By Bill Longworth
April 29, 2009
Over 10 ½ inches of snow had fallen on January 3, 1943, one of the worst snowstorms in Toronto’s history, and most of this was still blocking the roads on that blustery Sunday night of Jan. 17, when a determined 21 year old woman in her nightclothes crawled groggily on hands and knees through the deep snow up the drifted dark laneway beside 1568 Kingston Road in Scarborough.
The frigid night air and the cold deep snow undoubtedly helped to partially clear the fog out her head, but obviously she was in deep distress.
On reaching the front of the lane, she struggled to stand, but fell unconscious against the front door of the house, attracting the attention of those inside.

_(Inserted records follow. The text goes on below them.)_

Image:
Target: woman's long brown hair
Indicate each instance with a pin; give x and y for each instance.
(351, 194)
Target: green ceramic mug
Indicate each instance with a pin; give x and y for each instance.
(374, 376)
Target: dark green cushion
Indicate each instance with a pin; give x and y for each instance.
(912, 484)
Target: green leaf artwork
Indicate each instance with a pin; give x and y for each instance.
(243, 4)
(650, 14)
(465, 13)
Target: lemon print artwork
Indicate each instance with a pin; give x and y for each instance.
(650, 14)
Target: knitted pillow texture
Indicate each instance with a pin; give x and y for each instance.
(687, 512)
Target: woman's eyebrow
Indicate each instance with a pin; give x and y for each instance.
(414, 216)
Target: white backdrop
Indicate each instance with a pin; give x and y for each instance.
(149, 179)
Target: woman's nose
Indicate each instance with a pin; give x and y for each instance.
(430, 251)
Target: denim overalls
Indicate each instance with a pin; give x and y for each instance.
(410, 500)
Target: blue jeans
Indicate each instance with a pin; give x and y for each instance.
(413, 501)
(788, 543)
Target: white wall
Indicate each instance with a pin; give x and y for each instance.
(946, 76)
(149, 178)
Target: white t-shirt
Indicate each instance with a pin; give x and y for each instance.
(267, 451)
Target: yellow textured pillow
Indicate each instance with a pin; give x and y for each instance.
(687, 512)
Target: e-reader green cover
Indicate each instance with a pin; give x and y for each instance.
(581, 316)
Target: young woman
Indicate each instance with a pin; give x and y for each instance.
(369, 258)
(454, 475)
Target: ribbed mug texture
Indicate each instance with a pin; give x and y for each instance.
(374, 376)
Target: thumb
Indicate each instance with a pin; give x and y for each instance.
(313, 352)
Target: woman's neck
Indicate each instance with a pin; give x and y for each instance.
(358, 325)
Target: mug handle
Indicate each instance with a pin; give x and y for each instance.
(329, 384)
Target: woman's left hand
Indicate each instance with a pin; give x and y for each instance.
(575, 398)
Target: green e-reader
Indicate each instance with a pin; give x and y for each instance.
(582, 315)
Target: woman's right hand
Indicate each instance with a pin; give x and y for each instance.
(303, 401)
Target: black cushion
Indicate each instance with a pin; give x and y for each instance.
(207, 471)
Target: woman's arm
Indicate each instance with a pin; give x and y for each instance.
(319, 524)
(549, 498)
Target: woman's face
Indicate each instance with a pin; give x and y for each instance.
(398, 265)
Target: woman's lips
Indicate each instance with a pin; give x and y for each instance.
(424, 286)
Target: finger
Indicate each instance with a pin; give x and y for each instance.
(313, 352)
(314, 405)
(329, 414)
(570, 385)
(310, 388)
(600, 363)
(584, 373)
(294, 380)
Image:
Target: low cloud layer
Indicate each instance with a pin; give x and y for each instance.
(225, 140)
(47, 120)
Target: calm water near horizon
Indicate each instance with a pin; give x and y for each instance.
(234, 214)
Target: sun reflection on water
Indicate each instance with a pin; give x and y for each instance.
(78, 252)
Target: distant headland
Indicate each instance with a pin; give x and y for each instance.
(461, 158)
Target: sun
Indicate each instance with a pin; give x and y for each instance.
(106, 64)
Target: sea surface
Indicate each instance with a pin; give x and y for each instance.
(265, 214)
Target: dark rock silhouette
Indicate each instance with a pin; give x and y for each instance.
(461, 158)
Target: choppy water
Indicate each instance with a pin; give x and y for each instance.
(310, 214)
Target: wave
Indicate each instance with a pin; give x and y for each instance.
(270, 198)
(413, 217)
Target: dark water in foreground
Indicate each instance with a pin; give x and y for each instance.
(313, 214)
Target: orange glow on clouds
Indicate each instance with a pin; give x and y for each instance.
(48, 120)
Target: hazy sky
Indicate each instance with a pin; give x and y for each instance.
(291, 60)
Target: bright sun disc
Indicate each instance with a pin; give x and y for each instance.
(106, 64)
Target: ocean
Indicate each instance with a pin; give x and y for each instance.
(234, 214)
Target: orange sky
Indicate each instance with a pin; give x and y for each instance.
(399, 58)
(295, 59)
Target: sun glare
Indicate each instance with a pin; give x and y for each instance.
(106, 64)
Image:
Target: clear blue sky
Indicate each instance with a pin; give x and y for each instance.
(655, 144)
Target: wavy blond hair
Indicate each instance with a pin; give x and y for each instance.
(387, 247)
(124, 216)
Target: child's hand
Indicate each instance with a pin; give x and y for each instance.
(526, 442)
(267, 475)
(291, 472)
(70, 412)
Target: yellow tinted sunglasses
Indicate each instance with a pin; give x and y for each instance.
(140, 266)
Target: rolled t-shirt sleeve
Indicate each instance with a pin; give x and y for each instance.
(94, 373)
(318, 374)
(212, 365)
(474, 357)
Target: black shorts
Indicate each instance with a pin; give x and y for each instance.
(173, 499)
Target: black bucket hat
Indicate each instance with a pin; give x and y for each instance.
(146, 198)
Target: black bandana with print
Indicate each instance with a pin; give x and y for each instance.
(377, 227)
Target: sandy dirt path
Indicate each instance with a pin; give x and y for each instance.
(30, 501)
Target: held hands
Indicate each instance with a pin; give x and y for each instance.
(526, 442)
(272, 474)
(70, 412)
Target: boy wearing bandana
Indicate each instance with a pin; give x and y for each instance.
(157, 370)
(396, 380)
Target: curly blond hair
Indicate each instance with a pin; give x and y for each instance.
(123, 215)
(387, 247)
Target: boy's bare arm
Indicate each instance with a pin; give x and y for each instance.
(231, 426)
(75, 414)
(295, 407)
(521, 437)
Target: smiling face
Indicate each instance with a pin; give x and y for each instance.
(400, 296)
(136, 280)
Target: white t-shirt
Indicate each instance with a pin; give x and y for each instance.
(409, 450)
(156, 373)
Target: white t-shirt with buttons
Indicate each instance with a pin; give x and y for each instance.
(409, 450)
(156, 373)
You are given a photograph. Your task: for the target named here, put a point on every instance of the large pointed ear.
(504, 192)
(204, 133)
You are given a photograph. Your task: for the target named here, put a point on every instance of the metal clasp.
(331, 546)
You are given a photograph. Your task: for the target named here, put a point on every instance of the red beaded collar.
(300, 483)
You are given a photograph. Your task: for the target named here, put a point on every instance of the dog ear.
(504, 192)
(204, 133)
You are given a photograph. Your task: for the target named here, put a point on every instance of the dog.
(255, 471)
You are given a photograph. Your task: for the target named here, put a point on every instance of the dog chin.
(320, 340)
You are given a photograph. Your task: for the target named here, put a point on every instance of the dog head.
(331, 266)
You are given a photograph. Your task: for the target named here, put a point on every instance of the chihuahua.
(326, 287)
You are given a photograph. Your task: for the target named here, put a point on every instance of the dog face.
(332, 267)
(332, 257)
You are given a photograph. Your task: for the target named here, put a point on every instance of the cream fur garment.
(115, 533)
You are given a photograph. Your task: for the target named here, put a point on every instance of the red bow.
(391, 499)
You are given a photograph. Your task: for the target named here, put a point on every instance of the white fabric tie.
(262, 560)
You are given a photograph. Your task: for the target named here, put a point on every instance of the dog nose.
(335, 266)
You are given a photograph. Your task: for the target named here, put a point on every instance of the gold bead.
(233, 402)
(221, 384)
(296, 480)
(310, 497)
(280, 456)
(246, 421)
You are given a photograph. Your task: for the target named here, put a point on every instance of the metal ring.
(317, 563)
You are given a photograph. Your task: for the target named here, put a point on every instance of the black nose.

The door opened, and the startled woman was confronted by the collapsed bare-footed female body in nightclothes with her face mostly buried in the deep snow. Turning her over, she recognized the unconscious woman as her neighbor Dorothy, who lived in the rented quarters down the lane at the rear of the house.
“Dorothy! Dorothy!” she screamed. “What’s the matter?” Over and over, the woman called, “Dorothy! Dorothy! Dorothy! Wake up!”
Dorothy seemed completely oblivious to her surroundings and only groaned inaudible utterances in response. The woman pulled Dorothy inside and began shaking and slapping her to try to restore her consciousness.
After what seemed an eternity, she heard Dorothy mumble, “It’s my children. My three children. They’re all inside the house.”
Not fully comprehending the problem, but sensing the seriousness of it anyway, the women’s husband rushed down the lane and forced his way into the smoke-filled rooms. He felt his way around and found the children sleeping soundly, indeed too soundly, completely unaware of the emergency around them. He quickly carried each of them outside, laying them gently on the snowy mattress of the lane. Once he had accounted for all three, he carried them, two-year-old twin boys and a one-year-old baby girl, to the warm comfort of his quarters, where his wife had already alerted the police and fire department.
It wasn’t long before the emergency help arrived and oxygen resuscitators revived Dorothy and her children. Meanwhile, firemen went back to clear the smoke out of Dorothy’s house and investigate the cause of the problem, which was quickly found. The chimney flue of the kitchen cook stove was tightly closed, imprisoning all of the smoke and deadly gases inside the house.
The firemen scolded Dorothy for closing the flue. “Lady”, they exclaimed, “don’t you know that the flue has to be opened to let the coal gas escape? Your flue was tightly closed, trapping all of the deadly coal gas inside. Why was the flue closed? Were you trying to kill yourself and murder your babies?”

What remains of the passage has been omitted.